Now store your own vector database with fairOS
Fa
irOS Ve
ctor store)FaVe is a truly decentralised, open source vector database build with Fair Data Principals in mind on top of FairOS.
IMPORTANT: FaVe is under heavy development and in early BETA stage. Some abnormal behaviour, data loss can be observed. We do not recommend parallel usage of same account from multiple installations. Doing so might corrupt your data.
You can get docker from here
You will need a bee node running with a valid stamp id.
We encourage Swarm Desktop
for setting up your bee node. Here is a guide for it.
You will need a FDP/Fairdrive account to use FaVe. You can create one from here
Export the following from your terminal
export VERBOSE=
export BEE_API=
export RPC_API=
export STAMP_ID=
export VECTORIZER_URL=
export USER=
export PASSWORD=
export POD=
Note :
VECTORIZER_URL
is optional in case we want to provide embeddings generated from other sources
Then run the following command
go run cmd/fave-server/main.go --port 1234 --keep-alive 6000m --write-timeout 6000m --read-timeout 6000m
docker run -d \
-e VERBOSE=true \
-e BEE_API=<BEE_API> \
-e RPC_API=<RPC_ENDPOINT_FOR_ENS_AUTH> \
-e STAMP_ID=<STAMP_ID> \
-e USER=<FAIROS_USERNAME> \
-e PASSWORD=<FAIROS_PASSWORD> \
-e POD=<POD_FOR_STORING_DB> \
-e VECTORIZER_URL=<API_ENDPOINT_FOR_VECTORIZER> \
-p 1234:1234 \
fairdatasociety/fave:latest --port 1234 --host 0.0.0.0 --keep-alive 6000m --write-timeout 6000m --read-timeout 6000m
Or, you can build the docker image yourself.
// build
docker build -t fds/fave .
// run
docker run -d \
-e VERBOSE=true \
-e BEE_API=<BEE_API> \
-e RPC_API=<RPC_ENDPOINT_FOR_ENS_AUTH> \
-e STAMP_ID=<STAMP_ID> \
-e USER=<FAIROS_USERNAME> \
-e PASSWORD=<FAIROS_PASSWORD> \
-e POD=<POD_FOR_STORING_DB> \
-e VECTORIZER_URL=<API_ENDPOINT_FOR_VECTORIZER> \
-p 1234:1234 \
fds/fave --port 1234 --host 0.0.0.0 --keep-alive 6000m --write-timeout 6000m --read-timeout 6000m
FaVe currently supports only test vectorization.
The system first produces vector representations or embeddings from a chosen vectorizer.

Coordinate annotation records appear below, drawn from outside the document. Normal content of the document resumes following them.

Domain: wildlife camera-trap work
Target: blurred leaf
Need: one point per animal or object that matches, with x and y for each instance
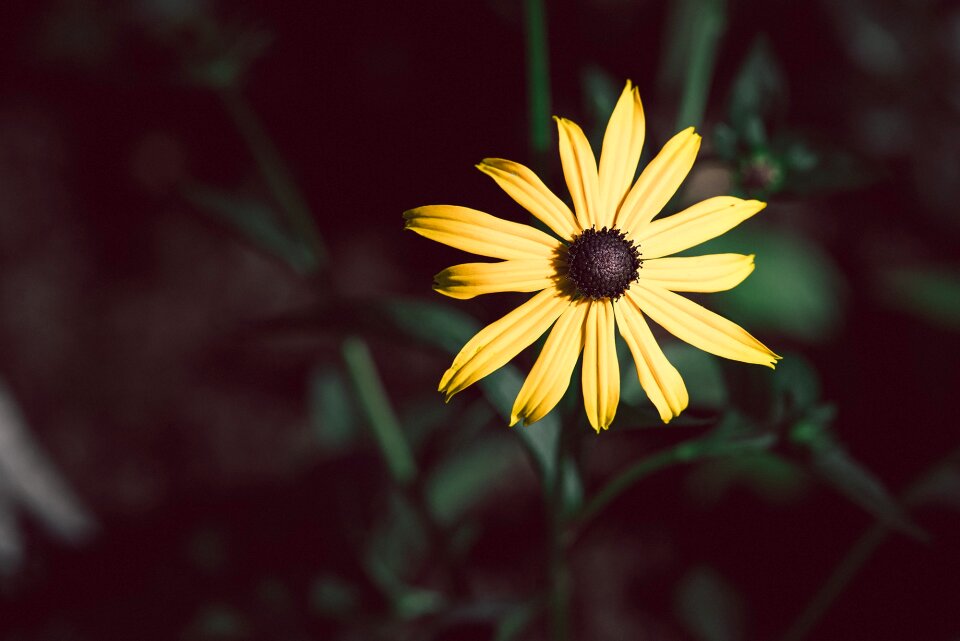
(29, 481)
(571, 486)
(379, 412)
(796, 387)
(759, 92)
(701, 374)
(767, 474)
(816, 166)
(542, 439)
(277, 176)
(396, 547)
(332, 596)
(710, 609)
(930, 293)
(464, 477)
(219, 621)
(600, 93)
(435, 324)
(734, 434)
(834, 465)
(332, 412)
(794, 290)
(253, 220)
(693, 32)
(513, 624)
(444, 327)
(941, 486)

Following that, it determines the nearest neighbors based on these embeddings. Once this is done, the content gets uploaded, and subsequently, the information about the nearest neighbors is also uploaded.
When conducting a search for a particular term, it computes the distance from a designated starting point and then searches for a match within the precomputed nearest neighbors.
FaVe utilizes fairOS internally, meaning it’s embedded directly rather than through REST APIs. FaVe itself offers a set of REST APIs for various functions.
Before we go any further we need these concepts cleared up:
Collection: This term refers to a namespace that points to a specific fairOS document and key-value store. In user point of view a collection is a place to store documents.
Documents: These are individual records placed within a collection.
Properties: These represent features of a document that are stored. FaVe vectorizes a set of properties that can be used to for search.
Vectorizer: It’s worth noting that the vectorizer, responsible for creating vector representations of document properties, is intended to be a separate service from FaVe.
FaVe provides a set of REST APIs for creating collections, adding documents, and retrieving nearest documents.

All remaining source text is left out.